Melania and Me
- Author: Stephanie Winston Wolkoff
- Subject: Melania Trump
- Genre: Memoir
- Published: September 1, 2020
- Publisher: Gallery Books
- Publication place: United States
- Media type: Print, e-book, audiobook
- Pages: 352
- ISBN: 978-1-9821-5124-9 (Hardcover)

= Melania and Me =

2020 book by Stephanie Winston Wolkoff

Melania and Me is a book by the American business executive Stephanie Winston Wolkoff about her time spent working for and her friendship with Melania Trump, the then–First Lady of the United States. It was published on September 1, 2020, by Gallery Books.
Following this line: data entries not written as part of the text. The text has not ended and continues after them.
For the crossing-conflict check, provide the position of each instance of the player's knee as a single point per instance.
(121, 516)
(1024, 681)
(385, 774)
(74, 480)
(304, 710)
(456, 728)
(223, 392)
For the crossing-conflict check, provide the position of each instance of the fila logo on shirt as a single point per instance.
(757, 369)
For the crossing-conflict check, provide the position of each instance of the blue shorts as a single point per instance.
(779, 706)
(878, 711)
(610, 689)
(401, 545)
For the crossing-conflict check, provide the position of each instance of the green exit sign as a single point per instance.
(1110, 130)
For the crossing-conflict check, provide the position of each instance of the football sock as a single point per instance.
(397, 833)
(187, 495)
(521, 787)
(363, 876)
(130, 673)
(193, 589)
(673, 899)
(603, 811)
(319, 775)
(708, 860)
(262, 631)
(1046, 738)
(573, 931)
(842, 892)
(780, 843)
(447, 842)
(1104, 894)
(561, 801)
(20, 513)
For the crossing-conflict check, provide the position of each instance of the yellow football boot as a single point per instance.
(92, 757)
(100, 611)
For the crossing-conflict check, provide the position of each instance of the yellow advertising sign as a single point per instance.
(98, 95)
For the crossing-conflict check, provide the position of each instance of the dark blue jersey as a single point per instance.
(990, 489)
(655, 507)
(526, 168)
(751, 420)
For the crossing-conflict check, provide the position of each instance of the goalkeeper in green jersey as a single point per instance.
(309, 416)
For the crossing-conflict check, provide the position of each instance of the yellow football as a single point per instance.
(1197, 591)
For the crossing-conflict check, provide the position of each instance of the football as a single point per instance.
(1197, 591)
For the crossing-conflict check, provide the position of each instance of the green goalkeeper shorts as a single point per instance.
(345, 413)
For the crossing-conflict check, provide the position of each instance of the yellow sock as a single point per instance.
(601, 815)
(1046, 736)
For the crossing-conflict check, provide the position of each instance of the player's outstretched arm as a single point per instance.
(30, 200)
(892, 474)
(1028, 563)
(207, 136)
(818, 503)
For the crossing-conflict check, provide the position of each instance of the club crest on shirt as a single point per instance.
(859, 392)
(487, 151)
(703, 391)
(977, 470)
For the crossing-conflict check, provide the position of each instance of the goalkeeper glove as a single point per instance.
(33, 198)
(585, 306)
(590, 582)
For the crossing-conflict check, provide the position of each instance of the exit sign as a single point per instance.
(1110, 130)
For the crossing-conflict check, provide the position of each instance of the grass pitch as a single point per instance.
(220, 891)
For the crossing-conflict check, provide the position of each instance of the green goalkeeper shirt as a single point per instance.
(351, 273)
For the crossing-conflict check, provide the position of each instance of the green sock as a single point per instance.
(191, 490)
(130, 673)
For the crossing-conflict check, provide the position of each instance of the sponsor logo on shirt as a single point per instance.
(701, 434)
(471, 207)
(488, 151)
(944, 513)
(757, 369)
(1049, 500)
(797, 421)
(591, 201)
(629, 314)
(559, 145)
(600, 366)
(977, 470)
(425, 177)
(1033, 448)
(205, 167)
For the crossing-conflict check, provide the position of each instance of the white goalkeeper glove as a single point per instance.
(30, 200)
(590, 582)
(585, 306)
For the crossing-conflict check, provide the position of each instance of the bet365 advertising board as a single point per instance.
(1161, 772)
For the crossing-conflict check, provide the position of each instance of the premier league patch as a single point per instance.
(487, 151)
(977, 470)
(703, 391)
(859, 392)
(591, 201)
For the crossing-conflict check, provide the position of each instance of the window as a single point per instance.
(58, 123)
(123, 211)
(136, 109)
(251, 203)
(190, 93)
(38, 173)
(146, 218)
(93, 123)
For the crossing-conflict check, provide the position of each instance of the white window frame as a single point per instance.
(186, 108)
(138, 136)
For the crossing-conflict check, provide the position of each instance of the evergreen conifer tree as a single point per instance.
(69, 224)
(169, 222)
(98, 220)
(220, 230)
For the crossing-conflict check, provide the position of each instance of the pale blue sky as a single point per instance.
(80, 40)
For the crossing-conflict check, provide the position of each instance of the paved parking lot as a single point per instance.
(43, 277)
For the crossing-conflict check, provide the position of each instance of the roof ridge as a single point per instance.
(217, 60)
Wolkoff's memoir details her friendship of 15 years with Trump that ended with her being fired after damaging publicity about the finances of the first inauguration of Donald Trump, which Wolkoff largely organized. The book contains extensive direct quotes from Melania Trump; when asked how that was possible, Wolkoff explained that after her relations with the first lady soured, she began recording conversations.

The Justice Department filed suit against Wolkoff in October 2020, asserting she had violated a nondisclosure agreement by revealing confidential information acquired while working for the then-First company Lady. This was dropped by the Justice Department in February 2021.